MULTI-DOMAIN BIOMETRIC RECOGNITION USING FACE AND BODY EMBEDDINGS
Files
Publication or External Link
Date
Authors
Advisor
Citation
DRUM DOI
Abstract
Although image- or video-based biometric recognition boasts excellent performance in the visible spectrum even under unconstrained conditions with variations in pose, illumination, and resolution, biometric recognition in more challenging domains, such as infrared, surveillance imagery, or long-range imagery, remains a significant challenge due to domain shifts and limited labeled data. In this dissertation, we study the problem of multi-domain biometric recognition using face and body embeddings on the IARPA JANUS Benchmark Multi-domain Face (IJB-MDF) dataset.
While systems based on deep neural networks have produced remarkable performance on many tasks such as face/object detection and recognition, they also require large amounts of labeled training data. However, there are many applications where collecting a relatively large labeled training data may not be feasible due to time and/or financial constraints.
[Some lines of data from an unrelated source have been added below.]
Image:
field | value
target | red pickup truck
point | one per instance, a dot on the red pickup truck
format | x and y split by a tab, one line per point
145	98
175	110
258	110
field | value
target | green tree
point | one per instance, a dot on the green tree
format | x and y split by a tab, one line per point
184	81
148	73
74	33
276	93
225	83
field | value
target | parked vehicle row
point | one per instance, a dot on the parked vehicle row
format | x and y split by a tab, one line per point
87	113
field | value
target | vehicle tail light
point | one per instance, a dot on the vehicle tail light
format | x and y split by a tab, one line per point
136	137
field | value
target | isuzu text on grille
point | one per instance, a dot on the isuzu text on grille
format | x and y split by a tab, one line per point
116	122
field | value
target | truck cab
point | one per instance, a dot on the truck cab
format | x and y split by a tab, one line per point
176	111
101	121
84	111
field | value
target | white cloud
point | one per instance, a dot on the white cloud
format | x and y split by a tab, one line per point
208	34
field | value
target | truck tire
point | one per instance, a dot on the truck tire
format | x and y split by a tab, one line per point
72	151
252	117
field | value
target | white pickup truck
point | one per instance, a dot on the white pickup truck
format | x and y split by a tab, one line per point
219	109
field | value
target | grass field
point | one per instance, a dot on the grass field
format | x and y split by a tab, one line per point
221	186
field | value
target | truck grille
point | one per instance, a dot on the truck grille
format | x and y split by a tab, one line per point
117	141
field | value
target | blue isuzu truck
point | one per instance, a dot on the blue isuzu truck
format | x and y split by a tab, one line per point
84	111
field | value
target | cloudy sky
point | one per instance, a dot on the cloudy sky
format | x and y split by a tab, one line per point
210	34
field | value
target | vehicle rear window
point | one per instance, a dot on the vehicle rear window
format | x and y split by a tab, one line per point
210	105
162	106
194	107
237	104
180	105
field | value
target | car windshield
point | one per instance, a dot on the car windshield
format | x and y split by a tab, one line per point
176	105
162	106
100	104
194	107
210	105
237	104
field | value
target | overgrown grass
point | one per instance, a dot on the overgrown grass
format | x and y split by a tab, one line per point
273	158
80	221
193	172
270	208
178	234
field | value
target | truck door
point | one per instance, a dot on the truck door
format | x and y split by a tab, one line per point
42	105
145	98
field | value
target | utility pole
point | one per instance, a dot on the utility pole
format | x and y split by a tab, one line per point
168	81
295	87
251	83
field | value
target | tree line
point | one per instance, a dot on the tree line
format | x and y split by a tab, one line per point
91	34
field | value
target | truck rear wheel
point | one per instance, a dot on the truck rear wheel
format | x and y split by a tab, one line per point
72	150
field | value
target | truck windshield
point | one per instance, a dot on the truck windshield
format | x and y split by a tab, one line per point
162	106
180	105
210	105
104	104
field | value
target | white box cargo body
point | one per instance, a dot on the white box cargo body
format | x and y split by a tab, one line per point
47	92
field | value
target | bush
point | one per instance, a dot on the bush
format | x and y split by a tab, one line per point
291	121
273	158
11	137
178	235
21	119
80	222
Trying to train deep networks on these small datasets in the standard manner usually leads to serious over-fitting issues and poor generalization. We explore how a state-of-the-art deep learning pipeline for unconstrained visual face identification and verification can be adapted to domains with scarce data/label availability using a semi-supervised learning approach. The rationale for system adaptation and experiments are set in the following context - given a pretrained network (that was trained on a large training dataset in the source domain), adapt it to generalize onto a target domain using a relatively small labeled (typically hundred to ten thousand times smaller) and an unlabeled training dataset. We present algorithms and results of extensive experiments with varying training dataset sizes and composition, and model architectures, using the IJB-MDF dataset for training and evaluation with visible and short-wave infrared (SWIR) domains as the source and target domains respectively.
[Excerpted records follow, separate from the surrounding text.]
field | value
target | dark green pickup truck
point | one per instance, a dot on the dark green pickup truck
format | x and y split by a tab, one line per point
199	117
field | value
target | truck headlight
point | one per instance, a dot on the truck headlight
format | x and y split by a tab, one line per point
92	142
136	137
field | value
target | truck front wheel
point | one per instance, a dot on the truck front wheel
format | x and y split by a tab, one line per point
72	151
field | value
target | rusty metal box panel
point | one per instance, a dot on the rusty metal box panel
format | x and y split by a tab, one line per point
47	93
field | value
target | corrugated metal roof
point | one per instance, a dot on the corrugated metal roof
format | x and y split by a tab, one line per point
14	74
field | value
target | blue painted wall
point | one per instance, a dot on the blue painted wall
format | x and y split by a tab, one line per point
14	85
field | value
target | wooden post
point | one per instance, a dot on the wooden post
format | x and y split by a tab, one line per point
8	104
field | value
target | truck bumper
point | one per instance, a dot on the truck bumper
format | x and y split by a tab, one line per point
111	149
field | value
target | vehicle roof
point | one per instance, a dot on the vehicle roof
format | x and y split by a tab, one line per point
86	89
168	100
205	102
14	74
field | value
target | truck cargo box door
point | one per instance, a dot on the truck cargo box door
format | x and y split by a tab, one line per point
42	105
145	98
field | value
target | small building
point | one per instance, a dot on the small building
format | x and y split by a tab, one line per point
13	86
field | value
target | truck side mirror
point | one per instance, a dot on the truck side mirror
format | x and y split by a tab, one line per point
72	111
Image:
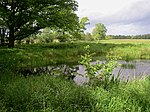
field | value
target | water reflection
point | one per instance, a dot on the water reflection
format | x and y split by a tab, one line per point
129	70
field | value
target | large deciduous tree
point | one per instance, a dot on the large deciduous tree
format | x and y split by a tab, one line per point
99	32
25	17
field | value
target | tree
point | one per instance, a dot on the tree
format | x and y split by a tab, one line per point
26	17
99	32
83	22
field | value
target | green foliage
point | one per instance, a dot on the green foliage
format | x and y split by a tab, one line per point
99	32
33	15
105	77
42	93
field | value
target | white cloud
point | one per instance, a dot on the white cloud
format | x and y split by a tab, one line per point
129	17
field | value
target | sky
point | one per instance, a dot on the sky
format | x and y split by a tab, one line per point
121	17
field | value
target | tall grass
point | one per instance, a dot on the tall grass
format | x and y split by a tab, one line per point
42	93
48	94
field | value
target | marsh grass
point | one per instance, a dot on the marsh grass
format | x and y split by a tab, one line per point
48	93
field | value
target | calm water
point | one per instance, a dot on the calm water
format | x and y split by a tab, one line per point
129	70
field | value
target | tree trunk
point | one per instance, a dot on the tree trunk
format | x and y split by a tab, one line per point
11	38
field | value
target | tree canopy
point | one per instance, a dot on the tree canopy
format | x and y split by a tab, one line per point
25	17
99	32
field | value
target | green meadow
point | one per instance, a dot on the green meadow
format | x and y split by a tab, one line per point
48	93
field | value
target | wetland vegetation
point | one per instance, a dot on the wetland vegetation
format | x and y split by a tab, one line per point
46	35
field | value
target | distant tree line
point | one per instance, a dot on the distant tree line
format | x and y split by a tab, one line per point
145	36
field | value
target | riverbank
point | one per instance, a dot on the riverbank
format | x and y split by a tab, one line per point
69	53
44	92
47	93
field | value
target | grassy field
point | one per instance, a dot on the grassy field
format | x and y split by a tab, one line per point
56	94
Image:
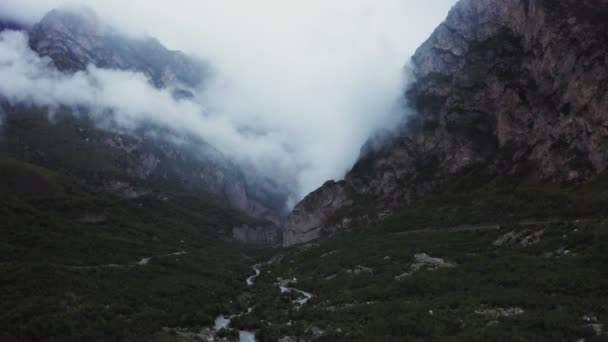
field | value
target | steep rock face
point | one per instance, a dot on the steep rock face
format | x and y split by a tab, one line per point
512	85
129	164
75	38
Next, we tackle some more challenging domains including visible surveillance, body-worn imagery, remote videos (captured at 300m, 400m and 500m) and short-wave infrared videos (captured at 15m and 30m). While significant research has been done in the fields of domain adaptation and domain generalization, in this dissertation we tackle scenarios in which these methods have limited applicability owing to the lack of training data from target domains. We focus on the problem of single-source (visible) and multi-target face recognition task. We demonstrate that the template generation algorithm plays a crucial role, especially as the complexity of the target domain increases. We propose a template generation algorithm called Norm Pooling (and a variant known as Sparse Pooling) and show that it outperforms traditional average pooling across different domains and network architectures using the IJB-MDF dataset.
Biometric recognition becomes increasingly challenging as we move away from the visible spectrum to infrared imagery, where domain discrepancies significantly impact identification performance. We show that body embeddings outperform face embeddings for cross-spectral person identification in the medium-wave infrared (MWIR) and long-wave infrared (LWIR) domains. Due to the lack of multi-domain datasets, previous research on cross-spectral body identification - also known as Visible-Infrared Person Re-Identification (VI-ReID) - has primarily focused on individual infrared bands, such as near-infrared (NIR) or LWIR, separately. We address the multi-domain body recognition problem using the IJB-MDF dataset, which enables matching of SWIR, MWIR, and LWIR images against RGB (VIS) images. We leverage a vision transformer architecture to establish benchmark results on the IJB-MDF dataset and, through extensive experiments, provide valuable insights into the interrelation of infrared domains, the adaptability of VIS-pretrained models, the role of local semantic features in body-embeddings, and effective training strategies for small datasets. Additionally, we show that finetuning a body model, pretrained exclusively on VIS data, with a simple combination of cross-entropy and triplet losses achieves state-of-the-art results on the LLCM dataset.
Finally, we integrate Side Information Embedding (SIE) to the ViT architecture and examine the impact of encoding domain and camera information to enhance cross-spectral matching. Surprisingly, our results show that encoding only the camera information, without explicitly incorporating domain information, achieves state-of-the-art performance on the LLCM dataset. While occlusion handling has been extensively studied in visible-spectrum person re-identification (Re-ID), occlusions in VI-ReID remain largely underexplored — primarily because existing VI-ReID datasets, such as LLCM, SYSU-MM01, and RegDB, predominantly feature full-body, unoccluded images. To address this gap, we analyze the impact of range-induced occlusions using the IJB-MDF dataset, which provides a diverse set of visible and infrared images captured at various distances, enabling cross-range, cross-spectral evaluations.